In recent months the academic and popular press, followed by broadcast media, have been highlighting the benefits of active and passive use of green spaces on the health and wellbeing of their users. Much of this commentary sometimes attracts cynicism in some quarters but it is clear that access to nature and outdoor activities bring very real benefits, physically and mentally. At our local level we like to believe our woodland provides a safe environment for modest exercise, access to wider walks and certainly an environmental stimulus to learn about local flora and fauna which we have created particularly with young people from the school in mind.
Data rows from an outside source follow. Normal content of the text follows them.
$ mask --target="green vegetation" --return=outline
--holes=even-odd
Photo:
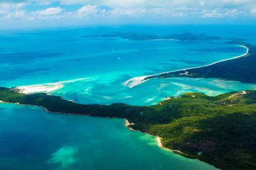
[[[209,97],[187,93],[152,106],[80,104],[45,94],[0,88],[0,100],[51,112],[127,118],[129,127],[161,138],[166,148],[222,169],[256,169],[256,90]]]
[[[234,60],[225,60],[205,67],[150,76],[146,77],[145,80],[151,78],[182,76],[218,78],[244,83],[256,83],[256,46],[237,40],[232,40],[227,43],[244,45],[250,49],[249,52],[246,56]]]

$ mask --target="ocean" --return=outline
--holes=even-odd
[[[241,55],[232,38],[253,43],[248,27],[122,26],[0,31],[0,86],[56,86],[51,94],[84,104],[150,106],[188,92],[216,96],[255,89],[216,78],[171,78],[132,88],[133,77],[198,67]],[[209,41],[134,41],[112,32],[218,36]],[[256,39],[254,38],[254,39]],[[122,119],[49,114],[0,104],[1,169],[214,169],[160,148],[156,138],[130,131]]]

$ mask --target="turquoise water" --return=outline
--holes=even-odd
[[[123,119],[0,104],[1,169],[216,169],[160,148]]]
[[[122,27],[2,31],[0,86],[56,83],[51,92],[81,103],[152,105],[187,92],[210,96],[256,89],[219,79],[152,80],[129,89],[129,78],[200,66],[245,53],[225,43],[253,31],[240,27]],[[214,41],[127,41],[83,38],[112,32],[168,34],[192,32]],[[86,78],[78,81],[74,80]],[[66,81],[63,82],[63,81]],[[159,148],[156,138],[124,126],[124,120],[51,115],[30,106],[0,104],[1,169],[211,169],[212,166]]]

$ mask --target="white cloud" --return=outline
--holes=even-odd
[[[36,11],[35,14],[39,15],[53,15],[59,14],[61,12],[62,8],[60,7],[49,8],[44,10]]]
[[[95,5],[85,5],[76,11],[77,14],[81,16],[88,16],[97,14],[100,10]]]
[[[250,13],[251,15],[256,16],[256,6],[250,10]]]
[[[236,17],[241,14],[238,12],[237,9],[217,9],[211,11],[203,10],[202,12],[202,18],[223,18],[223,17]]]
[[[22,8],[25,5],[24,3],[8,3],[0,2],[0,10],[16,10]]]

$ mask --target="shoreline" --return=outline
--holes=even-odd
[[[38,108],[40,108],[43,109],[44,111],[45,111],[47,113],[49,113],[49,114],[58,114],[58,115],[73,115],[73,116],[85,116],[85,117],[99,117],[99,118],[121,118],[121,119],[124,119],[124,120],[125,120],[124,125],[125,125],[125,127],[126,127],[129,131],[139,132],[141,132],[141,133],[143,133],[143,134],[147,134],[147,135],[150,135],[150,136],[154,136],[154,137],[156,138],[156,142],[157,142],[157,146],[158,146],[159,148],[162,148],[162,149],[164,149],[164,150],[167,150],[167,151],[168,151],[168,152],[172,152],[172,153],[174,153],[180,155],[181,155],[181,156],[183,156],[183,157],[189,158],[189,159],[197,159],[196,157],[192,157],[192,156],[191,156],[191,155],[188,155],[188,154],[186,154],[186,153],[182,152],[181,151],[176,150],[172,150],[172,149],[170,149],[170,148],[164,147],[163,145],[163,143],[162,143],[162,142],[161,142],[161,138],[160,138],[159,136],[155,136],[155,135],[154,135],[154,134],[149,134],[149,133],[148,133],[148,132],[142,132],[142,131],[139,131],[139,130],[136,130],[136,129],[132,129],[132,128],[131,127],[129,127],[130,125],[134,125],[135,124],[134,124],[134,123],[130,123],[130,122],[129,122],[129,120],[128,120],[127,119],[126,119],[126,118],[118,118],[118,117],[94,117],[94,116],[92,116],[92,115],[89,115],[89,114],[84,115],[84,114],[76,114],[76,113],[71,113],[53,112],[53,111],[49,111],[47,109],[46,109],[45,108],[44,108],[43,106],[37,106],[37,105],[32,105],[32,104],[24,104],[19,103],[8,103],[8,102],[4,102],[4,101],[3,101],[0,100],[0,104],[1,104],[1,103],[3,103],[3,104],[15,104],[15,105],[23,106],[33,106],[33,107],[38,107]]]
[[[77,78],[72,80],[58,81],[56,83],[42,83],[42,84],[36,84],[31,85],[23,85],[23,86],[17,87],[15,87],[15,89],[18,89],[20,93],[24,93],[26,94],[31,94],[40,93],[40,92],[45,92],[48,94],[49,92],[54,92],[63,88],[64,87],[64,84],[65,83],[73,83],[87,79],[88,79],[88,78]]]
[[[247,55],[248,54],[249,50],[250,50],[249,48],[248,48],[246,46],[241,45],[238,45],[238,44],[236,44],[236,46],[241,46],[241,47],[243,47],[244,48],[246,48],[246,53],[244,53],[244,54],[240,55],[239,56],[236,56],[236,57],[232,57],[232,58],[230,58],[230,59],[224,59],[224,60],[216,61],[216,62],[212,62],[211,64],[204,65],[204,66],[202,66],[194,67],[190,67],[190,68],[186,68],[186,69],[178,69],[178,70],[175,70],[175,71],[167,71],[167,72],[164,72],[164,73],[157,73],[157,74],[152,74],[152,75],[147,75],[147,76],[138,76],[138,77],[132,78],[130,78],[130,79],[126,80],[125,81],[124,81],[123,83],[123,85],[125,86],[125,87],[128,87],[129,89],[131,89],[131,88],[132,88],[134,87],[136,87],[137,85],[140,85],[140,84],[141,84],[141,83],[143,83],[144,82],[146,82],[147,81],[148,81],[148,80],[149,80],[150,79],[153,79],[154,78],[148,78],[148,79],[145,80],[145,78],[146,78],[147,77],[159,76],[159,75],[161,75],[161,74],[169,74],[169,73],[177,72],[177,71],[186,71],[188,69],[198,69],[198,68],[202,68],[202,67],[207,67],[207,66],[210,66],[214,65],[214,64],[217,64],[217,63],[220,63],[220,62],[224,62],[224,61],[234,60],[234,59],[236,59],[237,58],[243,57],[246,56],[246,55]]]
[[[143,134],[147,134],[147,135],[150,135],[150,136],[154,136],[154,137],[155,138],[155,139],[156,139],[156,142],[157,142],[157,146],[158,146],[159,148],[162,148],[162,149],[164,149],[164,150],[167,150],[167,151],[168,151],[168,152],[172,152],[172,153],[174,153],[180,155],[181,155],[181,156],[182,156],[182,157],[186,157],[186,158],[189,158],[189,159],[197,159],[196,157],[193,157],[193,156],[191,156],[191,155],[188,155],[188,154],[186,154],[186,153],[184,153],[182,152],[181,151],[177,150],[172,150],[172,149],[170,149],[170,148],[166,148],[166,147],[163,146],[163,143],[162,143],[162,141],[161,141],[161,138],[159,136],[155,136],[155,135],[154,135],[154,134],[149,134],[149,133],[148,133],[148,132],[141,132],[141,131],[139,131],[139,130],[135,130],[135,129],[132,129],[132,127],[129,127],[130,125],[134,125],[134,123],[130,123],[130,122],[129,122],[129,120],[127,120],[126,118],[124,118],[124,120],[125,120],[125,126],[129,130],[130,130],[130,131],[136,131],[136,132],[141,132],[141,133],[143,133]]]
As a regular woodland user (dog walker), I personally appreciate its benefits and the chance to share them with other woodland users who have become good friends and acquaintances. Please join us and share our vision and activities with others."
The period of 'lockdown' resulted in a great many people using the woodland for their daily exercise and the benefits were exactly as Stuart had foreseen. Its popularity is still clearly evident from the width of the worn ground each side of the path, where people passed each other at safe distances. How visionary of Stuart to foretell the way that our little woodland could help the whole community through such difficult time! It is in things like this that folk live on – we are now remembering Stuart in the same way that we remember Jim Grogan – as men who understood the value of a Community Woodland to the village that was their home.